Dengan demikian Indonesia menjadi pemegang saham mayoritas pada perusahaan tambang emas asal Amerika Serikat tersebut.
"Freeport akan lepas 51 persen saham, jangka penyelesaiannya paling lambat sampai 2019. Jadi (pemerintah Indonesia, red) harus selesaikan sampai 2019 agar waktu mulai sudah tanda tangan kerja sama," ujar Luhut saat menggelar 'Afternoon Tea' di Kantor Kemenko Kemaritiman, Jalan MH Thamrin, Jakarta, Rabu (13/9).
Meski proses divestasi tengah berlangsung, Luhut menegaskan Freeport tetap berkewajiban memenuhi sejumlah persyaratan sebagaimana diatur dalam izin usaha pertambangan khusus (IUPK). Bukan lagi persyaratan sebagaimana diatur dalam kontrak karya.

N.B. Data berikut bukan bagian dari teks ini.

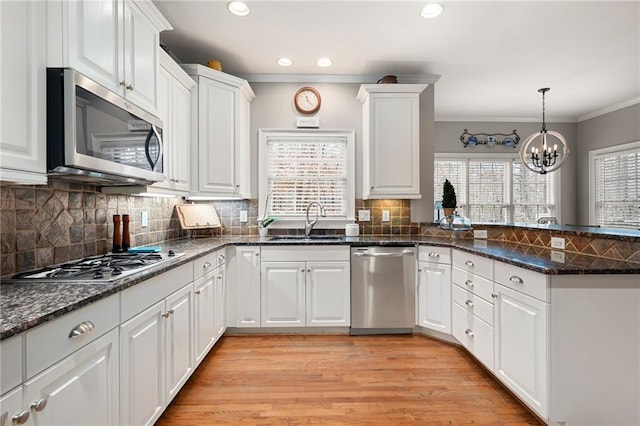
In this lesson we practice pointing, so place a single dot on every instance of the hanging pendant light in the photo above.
(538, 153)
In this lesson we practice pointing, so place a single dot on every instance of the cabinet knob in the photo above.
(20, 418)
(39, 405)
(81, 329)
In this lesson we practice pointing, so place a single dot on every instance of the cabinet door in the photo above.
(328, 294)
(23, 86)
(12, 409)
(204, 317)
(434, 296)
(179, 346)
(247, 285)
(283, 294)
(216, 139)
(82, 389)
(141, 61)
(521, 346)
(142, 367)
(95, 40)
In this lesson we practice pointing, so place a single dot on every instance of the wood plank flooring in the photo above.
(302, 379)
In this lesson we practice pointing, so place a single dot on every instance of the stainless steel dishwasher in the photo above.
(382, 290)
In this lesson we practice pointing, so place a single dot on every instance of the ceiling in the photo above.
(491, 56)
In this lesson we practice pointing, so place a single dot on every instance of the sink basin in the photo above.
(307, 238)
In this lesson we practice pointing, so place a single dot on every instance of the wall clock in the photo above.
(307, 100)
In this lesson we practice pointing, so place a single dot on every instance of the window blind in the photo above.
(617, 189)
(300, 170)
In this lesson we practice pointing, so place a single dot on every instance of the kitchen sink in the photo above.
(307, 238)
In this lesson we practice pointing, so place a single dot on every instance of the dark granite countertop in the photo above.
(26, 305)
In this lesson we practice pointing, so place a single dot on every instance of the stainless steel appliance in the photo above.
(382, 289)
(103, 268)
(94, 135)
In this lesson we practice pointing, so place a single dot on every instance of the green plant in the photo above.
(448, 195)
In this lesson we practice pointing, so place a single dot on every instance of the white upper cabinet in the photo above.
(23, 41)
(114, 42)
(221, 156)
(391, 140)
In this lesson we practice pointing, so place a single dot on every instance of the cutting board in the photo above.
(198, 216)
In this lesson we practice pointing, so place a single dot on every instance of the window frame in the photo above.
(596, 154)
(299, 221)
(554, 187)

Antara lain, harus menyelesaikan pembangunan pabrik pengolahan dan pemurnian konsentrat (smelter).
“Landasan hukumnya yang digunakan IUPK, tidak lagi menggunakan KK. Tapi ditandatangani kalau semua sudah selesai. Dalam jangka waktu tersebut maka Freeport harus sudah selesai membangun smelternya,” ucap Luhut.
Selain membicarakan proses divestasi dengan PT Freeport, pemerintah pusat kata Luhut, juga tengah mendalami proses pembagian saham dengan pemerintah daerah di Papua. Agar nantinya dapat benar-benar proporsional.
"Divestasi 51 persen sekarang lagi dibicarakan antara pemerintah pusat dan pemda. (Saham,red) Pemda mungkin 5-10 persen. Valuation kami serahkan ke market, independen yang menilai ke dua belah pihak. Jadi ada kajian dan formulanya, tapi tidak ikut dengan cadangannya," pungkas Luhut.
Terpisah, Anggota DPD RI dari Provinsi Papua Barat, Mervin Sadipun Komber mengapresiasi pemerintah yang berhasil melobi PT Freeport sehingga kepemilikan saham di perusahaan tambang emas terbesar itu meningkat signifikan yakni 51 persen.